Só no final da década de 1990 o poder público conseguiu dar uma resposta a esse problema, com o Parque Estadual do Cantão, unidade de conservação criada pelo governo de Tocantins para proteger os peixes do rio Araguaia. Junto com a criação do parque, veio uma pesada proibição à pesca comercial. As comunidades do entorno encararam a criação do parque de maneira ambígua. Por um lado, eles percebiam que a quantidade de peixes estava diminuindo. Por outro, não entendiam a proibição, afinal as comunidades sempre pescaram na região.

Para tentar resolver essa questão e mostrar a importância de se preservar uma região como a do Cantão, cientistas estão fazendo uma pesquisa inédita: eles querem provar, cientificamente, que o Cantão é o berçário de peixes do rio Araguaia. “As observações e conhecimento local mostram que o Cantão é o grande berçário do Araguaia. É lá onde nascem os peixes que povoam os rios da região. Mas esse conhecimento ainda não é científico. Por isso estamos fazendo essa pesquisa, para comprovar essas obervações pela ciência”.

Biólogos do Instituto Araguaia pesquisam conservação dos peixes da bacia do rio Araguaia, no Tocantins (Foto: Silvana Campelo)A história que Silvana quer comprovar cientificamente pode colocar o Parque Estadual do Cantão como a unidade de conservação mais importante para os peixes da Amazônia e do Cerrado. Isso porque o parque fica exatamento no encontro de dois ecossistemas, separando o Cerrado da Amazônia. A região abriga inúmeras espécies dos dois biomas, sendo uma das áreas de grande biodiversidade do Brasil.

A vegetação do Cantão é formada por florestas de igapó. Durante metade do ano, o rio Araguaia cobre 90% da floresta, que fica debaixo d’água. Nos outros seis meses, no período de seca, a água baixa, formando lagos cercados por floresta.

Usando computadores, os pesquisadores calculam que só no Cantão são formados 865 lagos todos os anos. Essa característica é importante para os peixes amazônicos. Eles ficam presos nesses lagos, onde se reproduzem. Quando a água sobe, os jovens peixes repovoam toda a bacia do Araguaia.
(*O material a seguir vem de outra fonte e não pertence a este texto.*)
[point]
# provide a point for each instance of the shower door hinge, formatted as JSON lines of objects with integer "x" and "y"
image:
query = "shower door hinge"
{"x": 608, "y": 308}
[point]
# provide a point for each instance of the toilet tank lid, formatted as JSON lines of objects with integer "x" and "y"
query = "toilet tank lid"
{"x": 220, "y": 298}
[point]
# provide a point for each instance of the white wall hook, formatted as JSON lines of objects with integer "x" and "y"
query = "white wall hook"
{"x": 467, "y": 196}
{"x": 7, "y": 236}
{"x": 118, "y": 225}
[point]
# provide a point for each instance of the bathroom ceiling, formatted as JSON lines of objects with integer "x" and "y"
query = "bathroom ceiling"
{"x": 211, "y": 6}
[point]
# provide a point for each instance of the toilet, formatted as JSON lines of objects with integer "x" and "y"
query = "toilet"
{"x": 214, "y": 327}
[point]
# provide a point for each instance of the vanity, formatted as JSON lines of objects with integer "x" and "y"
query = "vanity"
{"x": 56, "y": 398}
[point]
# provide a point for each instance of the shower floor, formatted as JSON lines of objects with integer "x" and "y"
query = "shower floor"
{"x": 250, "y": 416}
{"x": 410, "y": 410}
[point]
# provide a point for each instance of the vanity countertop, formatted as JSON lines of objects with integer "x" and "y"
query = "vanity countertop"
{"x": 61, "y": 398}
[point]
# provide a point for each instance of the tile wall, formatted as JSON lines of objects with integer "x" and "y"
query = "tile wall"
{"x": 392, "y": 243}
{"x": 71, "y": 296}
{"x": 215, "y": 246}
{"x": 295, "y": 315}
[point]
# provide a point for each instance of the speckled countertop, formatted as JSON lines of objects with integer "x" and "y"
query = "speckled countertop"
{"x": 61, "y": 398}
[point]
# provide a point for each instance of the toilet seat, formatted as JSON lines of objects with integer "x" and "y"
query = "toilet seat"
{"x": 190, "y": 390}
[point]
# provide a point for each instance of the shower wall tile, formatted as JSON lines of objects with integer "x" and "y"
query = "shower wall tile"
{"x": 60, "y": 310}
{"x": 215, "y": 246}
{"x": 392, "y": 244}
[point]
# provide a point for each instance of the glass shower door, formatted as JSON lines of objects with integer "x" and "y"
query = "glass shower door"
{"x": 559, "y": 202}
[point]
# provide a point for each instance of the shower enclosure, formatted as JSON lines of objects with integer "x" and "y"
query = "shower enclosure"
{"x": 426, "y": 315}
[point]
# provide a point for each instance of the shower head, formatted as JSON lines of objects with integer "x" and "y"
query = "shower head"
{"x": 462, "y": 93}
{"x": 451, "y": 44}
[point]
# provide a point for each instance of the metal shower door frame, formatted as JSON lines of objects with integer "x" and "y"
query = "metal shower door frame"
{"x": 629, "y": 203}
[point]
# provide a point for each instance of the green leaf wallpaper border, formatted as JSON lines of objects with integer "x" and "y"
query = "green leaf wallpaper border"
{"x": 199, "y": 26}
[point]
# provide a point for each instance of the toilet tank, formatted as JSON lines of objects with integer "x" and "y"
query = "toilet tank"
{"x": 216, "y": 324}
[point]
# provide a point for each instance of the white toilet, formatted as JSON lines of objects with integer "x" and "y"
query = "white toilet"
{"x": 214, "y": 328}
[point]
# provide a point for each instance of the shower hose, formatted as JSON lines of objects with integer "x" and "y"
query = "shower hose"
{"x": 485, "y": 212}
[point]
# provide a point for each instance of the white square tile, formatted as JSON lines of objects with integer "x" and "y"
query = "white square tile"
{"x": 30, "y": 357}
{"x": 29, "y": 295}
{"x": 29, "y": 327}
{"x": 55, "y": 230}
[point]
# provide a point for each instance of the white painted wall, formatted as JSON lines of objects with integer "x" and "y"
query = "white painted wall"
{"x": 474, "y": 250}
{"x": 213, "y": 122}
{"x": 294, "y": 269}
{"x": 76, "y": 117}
Ou seja, os pesquisadores acreditam que o parque é fundamental para manter os estoques pesqueiros em toda a bacia do rio Araguaia. “O Cantão, com 865 lagos berçários, tem mais espécies de peixes do que todo o continente europeu”, diz Silvana.
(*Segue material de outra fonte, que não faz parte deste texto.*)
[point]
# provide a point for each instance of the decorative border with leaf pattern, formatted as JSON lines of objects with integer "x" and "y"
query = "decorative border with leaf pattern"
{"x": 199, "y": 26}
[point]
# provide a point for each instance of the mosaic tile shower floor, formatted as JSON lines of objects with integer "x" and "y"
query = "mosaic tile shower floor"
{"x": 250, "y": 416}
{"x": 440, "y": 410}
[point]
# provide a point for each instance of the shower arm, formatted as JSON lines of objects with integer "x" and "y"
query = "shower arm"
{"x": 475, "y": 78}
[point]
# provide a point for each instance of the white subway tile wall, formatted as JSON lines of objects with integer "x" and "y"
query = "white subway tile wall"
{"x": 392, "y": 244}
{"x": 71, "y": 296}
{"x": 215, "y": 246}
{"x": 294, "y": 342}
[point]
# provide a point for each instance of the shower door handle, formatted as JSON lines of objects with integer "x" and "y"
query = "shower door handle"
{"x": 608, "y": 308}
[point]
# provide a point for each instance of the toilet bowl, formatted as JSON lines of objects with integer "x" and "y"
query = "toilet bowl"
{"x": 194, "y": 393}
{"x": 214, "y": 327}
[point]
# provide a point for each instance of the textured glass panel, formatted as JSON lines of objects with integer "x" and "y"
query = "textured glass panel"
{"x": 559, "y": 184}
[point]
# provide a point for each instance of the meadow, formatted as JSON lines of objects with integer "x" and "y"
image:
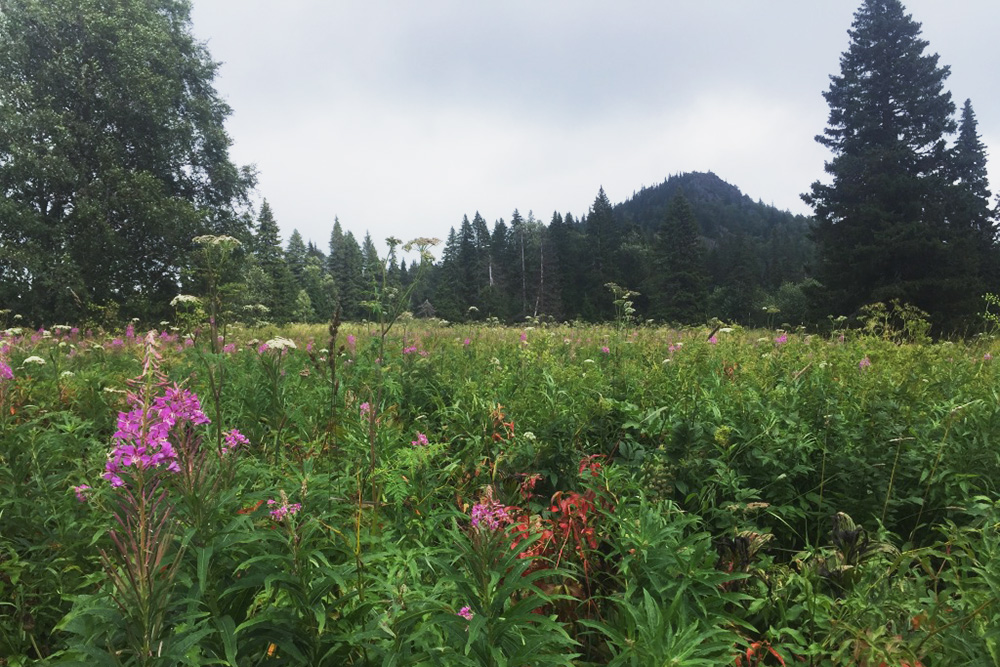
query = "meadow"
{"x": 430, "y": 494}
A pesquisa será feita durante dois anos. Os pesquisadores vão marcar os peixes, usando uma espécie de etiqueta minúscula que não causa danos aos animais. Depois, no período de cheia, os pescadores do entorno do parque que pescarem peixes marcados poderão devolver a marca, recebendo uma ajuda de R$ 10 por peixe. Assim, os biólogos saberão exatamente onde estava cada peixe quando capturado, e se eles de fato migraram dos lagos por toda a bacia do Araguaia. “É uma ideia simples, mas necessária para comprovar o conceito de berçário”, diz Silvana.

Ao incluir as comunidades locais no estudo, os pesquisadores também esperam convencer os pescadores de como é importante manter a proibição da pesca dentro do Parque Estadual do Cantão – e de como, tendo essa região preservada, é possível garantir que tucunarés e pirarucus possam ser encontrados ao longo dos rios da Amazônia.